Vampyr va construyendo, así, desde la puesta en escena y la presencia de dos murciélagos sin identidad ni un lenguaje “humano”, una idea de animalidad que va a su encuentro a través de las primeras frases articuladas, desde donde comienza a emerger el vampiro humano. Aparecen las primeras palabras: Rabia (“qué rabia”), Sed (“yo también tengo sed”), “me da terror la rabia y me da sed”, las que resuenan desde lo simbólico a través de la representación del vampiro en el cine y la literatura, pero que también dan cuenta de esta situación de explotación laboral.

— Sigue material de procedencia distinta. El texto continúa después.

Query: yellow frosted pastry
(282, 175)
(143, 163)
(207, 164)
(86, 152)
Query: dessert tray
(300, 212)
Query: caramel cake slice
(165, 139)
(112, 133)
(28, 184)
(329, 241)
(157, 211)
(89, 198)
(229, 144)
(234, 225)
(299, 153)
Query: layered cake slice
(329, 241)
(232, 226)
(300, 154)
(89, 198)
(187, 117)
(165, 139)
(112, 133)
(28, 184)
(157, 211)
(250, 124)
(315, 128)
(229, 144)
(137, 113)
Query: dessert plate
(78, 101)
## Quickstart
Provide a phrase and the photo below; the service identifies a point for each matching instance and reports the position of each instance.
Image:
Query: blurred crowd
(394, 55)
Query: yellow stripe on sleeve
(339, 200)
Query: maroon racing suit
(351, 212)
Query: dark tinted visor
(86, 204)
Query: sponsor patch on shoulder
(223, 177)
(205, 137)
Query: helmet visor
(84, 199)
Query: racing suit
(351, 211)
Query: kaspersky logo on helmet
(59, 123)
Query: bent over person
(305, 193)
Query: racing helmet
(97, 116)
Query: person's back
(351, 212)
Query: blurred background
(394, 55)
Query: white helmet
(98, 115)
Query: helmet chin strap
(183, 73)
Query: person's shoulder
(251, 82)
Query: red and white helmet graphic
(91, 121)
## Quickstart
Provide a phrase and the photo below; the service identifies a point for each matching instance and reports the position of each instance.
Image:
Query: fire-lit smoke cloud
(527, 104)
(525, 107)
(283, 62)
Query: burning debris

Se trata de trabajadores del mismo parque eólico que laboran de noche (como el vampiro), tienen problemas para conciliar el sueño, una de ellas debe atender a su madre que enfermó como trabajadora de la misma industria, y por ello trabaja cansada; su energía vital ha sido expoliada. Trabajan para generar energía pero carecen de la propia para vivir. Explícitamente se plantea la figura del agotamiento como un rasgo propio del capitalismo tardío que produce un nuevo tipo de explotado, una especie de muerto-vivo sin descanso, fusión entre la figura humana y la no-humana (el trabajador es el vampiro y viceversa).

La animalidad, como lo plantea Haraway, se refiere a un campo de relaciones que pone en tensión las categorías humano y animal para plantear nuevas inter e intra-acciones políticas, biológicas y materiales a partir de dos ideas clave entrelazadas: el ensamblaje multiespecie y la noción devenir-con. Si bien otros pensadores como Agamben, Derrida o Braidotti han reflexionado el concepto de animalidad como una opción de salida a la crisis humanista del Antropoceno, Haraway la vincula desde esta combinación multiespecie como una capacidad de respuesta hacia un espacio imaginado, o como llama bellamente la autora, “espacios-tiempos reales y posibles”. Creemos que Vampyr se imagina así, como un ensamblaje bi-especie que desafía las condiciones políticas de su contexto desde un teatro que desplaza a esta figura hacia una nueva entidad híbrida para saber cómo continúa la vida, y que la autora define como Chthuluceno: “pasado, presente y lo que aún está por venir”.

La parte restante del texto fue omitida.